Vitali Rashkevich

Personal information
- Full name: Vitali Aleksandrovich Rashkevich
- Date of birth: 8 October 1973 (age 52)
- Place of birth: Belarusian SSR
- Height: 1.83 m (6 ft 0 in)
- Positions: Defender; midfielder;

Team information
- Current team: Politehnica UTM (head coach)

Senior career*
- Years: Team / Apps / (Gls)
- 1992–2000: Lida / 179 / (12)
- 1995: → KPF Slonim (loan) / 1 / (0)

Managerial career
- 2002–2004: Lida
- 2006–2011: Sheriff-2 Tiraspol
- 2011–2012: Sheriff Tiraspol
- 2012–2013: Sheriff-2 Tiraspol
- 2013: Sheriff Tiraspol
- 2017: Energetik-BGU Minsk (assistant)
- 2018: Atyrau (assistant)
- 2019–2021: Shakhtyor Soligorsk (academy coach)
- 2022: Lida
- 2025–: Politehnica UTM

= Vitali Rashkevich =

Belarusian football manager

Vitali Aleksandrovich Rashkevich (Віталь Рашкевіч, Виталий Рашкевич; born 8 October 1973) is a Belarusian football manager.
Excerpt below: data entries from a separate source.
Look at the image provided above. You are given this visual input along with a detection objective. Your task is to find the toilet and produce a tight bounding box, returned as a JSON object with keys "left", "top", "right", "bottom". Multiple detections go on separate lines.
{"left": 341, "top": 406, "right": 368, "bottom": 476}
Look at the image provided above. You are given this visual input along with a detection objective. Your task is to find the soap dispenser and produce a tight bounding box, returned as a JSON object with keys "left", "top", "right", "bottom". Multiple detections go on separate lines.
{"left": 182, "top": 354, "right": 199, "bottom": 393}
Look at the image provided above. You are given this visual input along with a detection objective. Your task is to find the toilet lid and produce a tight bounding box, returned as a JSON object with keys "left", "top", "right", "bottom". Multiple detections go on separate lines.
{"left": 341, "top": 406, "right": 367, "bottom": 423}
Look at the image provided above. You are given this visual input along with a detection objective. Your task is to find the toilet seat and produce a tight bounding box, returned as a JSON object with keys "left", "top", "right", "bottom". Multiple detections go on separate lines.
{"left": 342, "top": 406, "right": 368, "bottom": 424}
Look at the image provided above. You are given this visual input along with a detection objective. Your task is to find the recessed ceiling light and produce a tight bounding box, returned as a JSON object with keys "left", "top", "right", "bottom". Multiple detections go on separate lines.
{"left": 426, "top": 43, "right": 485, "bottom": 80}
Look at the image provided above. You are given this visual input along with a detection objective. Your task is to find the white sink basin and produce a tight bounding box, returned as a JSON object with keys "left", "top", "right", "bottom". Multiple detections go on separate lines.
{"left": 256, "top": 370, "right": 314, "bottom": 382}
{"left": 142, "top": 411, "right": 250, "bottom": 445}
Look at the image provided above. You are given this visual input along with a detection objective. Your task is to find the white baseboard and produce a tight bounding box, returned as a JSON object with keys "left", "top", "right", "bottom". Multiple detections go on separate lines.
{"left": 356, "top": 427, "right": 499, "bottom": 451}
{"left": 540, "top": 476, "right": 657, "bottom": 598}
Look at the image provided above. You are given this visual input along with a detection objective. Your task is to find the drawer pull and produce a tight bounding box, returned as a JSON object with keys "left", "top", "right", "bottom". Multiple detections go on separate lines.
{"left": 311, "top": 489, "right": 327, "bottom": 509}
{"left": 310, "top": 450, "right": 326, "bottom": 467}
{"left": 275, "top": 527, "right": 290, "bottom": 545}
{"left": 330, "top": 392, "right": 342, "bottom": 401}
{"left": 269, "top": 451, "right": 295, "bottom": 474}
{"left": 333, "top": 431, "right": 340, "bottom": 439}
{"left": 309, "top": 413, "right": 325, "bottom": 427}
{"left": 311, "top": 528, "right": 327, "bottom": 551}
He is the current head coach of Moldovan Liga club Politehnica UTM Chișinău.

==Career==
Rashkevich started his career with Lida, where he became captain at the age of 22, spending his entire playing career with the club aside from a one-match loan spell with KPF Slonim.

In 2011, Rashkevich was appointed head coach of Sheriff Tiraspol, the most successful team in Moldova, helping them win the league before stepping down at the end of the season.